The role that ideals play in ring theory is played by normal subroups in group theory. ■
As we did for the case of Sn we introduce the definition of conjiugate elements.
7.12.6 Defintion. Let G a group. Two elements x,y ∈ G are said conjugates if there exists an element g ∈ G such that
y = gxg−1
Every element of the set gH is equal to some element of Hg, i.e. ghi = hjg or hi = g−1hjg.
Conjugacy is an equivalence relation, since it is
Reflexive: x = e−1xe for any x ∈ G (x is conjugate to itself).
Symmetric: if y = g−1xg, then x = (g−1)−1yg−1.
Transitive: if y = g−1xg and z = h−1 yh, then z = (gh)−1 x(gh).
Hence, G is the disjoint union of the equivalence classes, which are called conjugacy classes.
Given a subgroup H of G we indicate by xHx−1, the set
Hx = xHx−1 := {xHx−1 | h ∈ H}
It is easy to show that it is still a subgroup of G, known as Conjugated subgroup of H, and may be also indicated with Hx. It coincides with H if and only if H is a normal subroup of G.
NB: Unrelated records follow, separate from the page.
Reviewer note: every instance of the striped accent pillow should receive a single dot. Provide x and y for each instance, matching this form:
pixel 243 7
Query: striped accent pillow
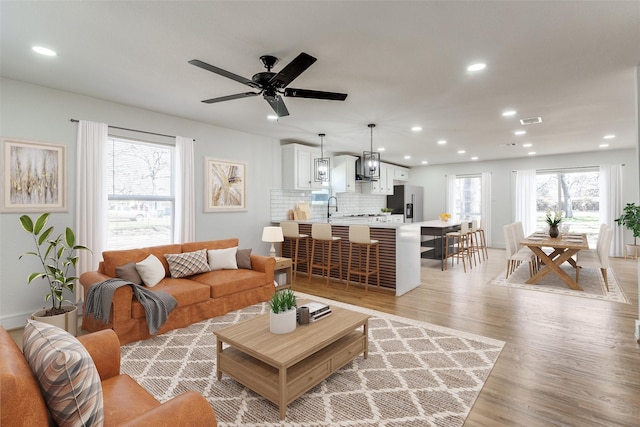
pixel 187 263
pixel 67 376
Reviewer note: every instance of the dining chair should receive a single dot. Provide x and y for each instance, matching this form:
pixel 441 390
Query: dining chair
pixel 599 259
pixel 515 256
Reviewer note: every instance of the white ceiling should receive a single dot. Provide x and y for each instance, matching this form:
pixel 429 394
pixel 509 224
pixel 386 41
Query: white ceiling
pixel 402 64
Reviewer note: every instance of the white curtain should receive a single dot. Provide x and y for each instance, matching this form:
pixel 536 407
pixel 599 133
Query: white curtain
pixel 450 202
pixel 91 207
pixel 611 204
pixel 485 209
pixel 184 215
pixel 525 200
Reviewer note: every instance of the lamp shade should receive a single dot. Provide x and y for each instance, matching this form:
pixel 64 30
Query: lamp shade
pixel 272 234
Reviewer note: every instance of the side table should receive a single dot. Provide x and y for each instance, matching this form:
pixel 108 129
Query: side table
pixel 284 265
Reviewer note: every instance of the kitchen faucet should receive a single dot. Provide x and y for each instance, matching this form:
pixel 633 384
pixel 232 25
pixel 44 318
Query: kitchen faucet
pixel 329 206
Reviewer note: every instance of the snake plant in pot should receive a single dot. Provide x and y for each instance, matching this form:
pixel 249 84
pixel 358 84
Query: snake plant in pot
pixel 57 258
pixel 630 219
pixel 282 316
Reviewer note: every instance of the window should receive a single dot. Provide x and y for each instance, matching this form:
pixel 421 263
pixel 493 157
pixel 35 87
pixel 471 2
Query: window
pixel 140 194
pixel 468 197
pixel 576 193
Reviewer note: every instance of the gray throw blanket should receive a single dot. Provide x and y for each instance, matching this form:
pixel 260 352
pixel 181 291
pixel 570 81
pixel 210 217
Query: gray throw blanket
pixel 157 305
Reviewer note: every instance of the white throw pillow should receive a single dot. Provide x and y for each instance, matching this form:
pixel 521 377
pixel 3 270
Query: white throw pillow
pixel 150 270
pixel 223 259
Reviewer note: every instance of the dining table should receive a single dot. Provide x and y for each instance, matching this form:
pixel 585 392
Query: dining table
pixel 565 246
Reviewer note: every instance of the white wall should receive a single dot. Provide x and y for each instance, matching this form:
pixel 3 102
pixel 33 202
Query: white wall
pixel 433 179
pixel 41 114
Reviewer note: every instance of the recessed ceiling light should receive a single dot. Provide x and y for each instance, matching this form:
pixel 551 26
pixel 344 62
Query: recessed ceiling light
pixel 44 51
pixel 477 67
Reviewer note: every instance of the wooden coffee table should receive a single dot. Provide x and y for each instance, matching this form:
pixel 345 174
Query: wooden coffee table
pixel 283 367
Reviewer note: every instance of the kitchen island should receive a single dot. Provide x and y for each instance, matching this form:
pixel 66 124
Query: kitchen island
pixel 399 252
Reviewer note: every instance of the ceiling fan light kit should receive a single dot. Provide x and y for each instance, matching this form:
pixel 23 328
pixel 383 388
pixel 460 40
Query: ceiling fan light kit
pixel 371 161
pixel 321 166
pixel 272 86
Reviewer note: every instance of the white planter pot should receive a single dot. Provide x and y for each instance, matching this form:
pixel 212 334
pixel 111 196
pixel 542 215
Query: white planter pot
pixel 282 323
pixel 67 321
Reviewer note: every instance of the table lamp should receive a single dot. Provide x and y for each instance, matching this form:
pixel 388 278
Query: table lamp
pixel 272 235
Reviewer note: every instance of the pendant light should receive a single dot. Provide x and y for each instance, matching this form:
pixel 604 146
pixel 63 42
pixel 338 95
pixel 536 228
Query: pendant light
pixel 321 165
pixel 371 161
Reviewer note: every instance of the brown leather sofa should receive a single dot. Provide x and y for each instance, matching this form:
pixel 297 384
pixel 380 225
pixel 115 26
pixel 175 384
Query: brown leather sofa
pixel 126 403
pixel 199 297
We now give a list of equivalence definition of normal subgroup
Proposition 7.12.7. Let N a subgroup of a group G. Then the following propositions are equivalent
N is normal in G
Nx = N ∀x∈G
xnx−1 ∈ N, ∀x ∈ G and ∀n ∈ N
N is the uniion of conjugate classes of G.
Proof. b) xNx−1 = N if and only if xN = Nx, for one direction, we multiply on the right by x, and, for the converse we multiply on the right by x−1.
The condition for normality x−1Nx = N for all x ∈ G, says that x−1nx ∈ N for all n ∈ N and all x ∈ G; that is, for every element of N, its entire conjugacy class is contained in N. □
Definition 7.12.8. Let N be a normal subgroup in the group G. The factor group, or quotient group, G/N
G/N := {xN = Nx | x ∈ G}
is the set of all left (or right) cosets of N ∈ G. Our first goal is to define an operation on right cosets so that G/N becomes a group. We define it as follows
Nx * Ny := Nxy
Example. If G = {e,a,a2} = C3, and N = {e} then G/{e} = {{e}, {a}, {a2}}.
7.12.9 Proposition. The quotient group G/N, as defined above, is indeed a group.
Proof. First we have to verify that the definition is well-defined. Let Nx = Nx' (that is x' = nx), Ny = Ny' (that is y' = n'y), where n,n' ∈ N, x,y ∈ G: we must prove that Nxy = Nx'y'. Indeed x'y' = nxn'y = nn̅xy. Where the last equality holds because xn' ∈ xN = Nx, and so xn' is equal to n̅x for some n̅ ∈ N. But then Nx'y' = Nxy, as required.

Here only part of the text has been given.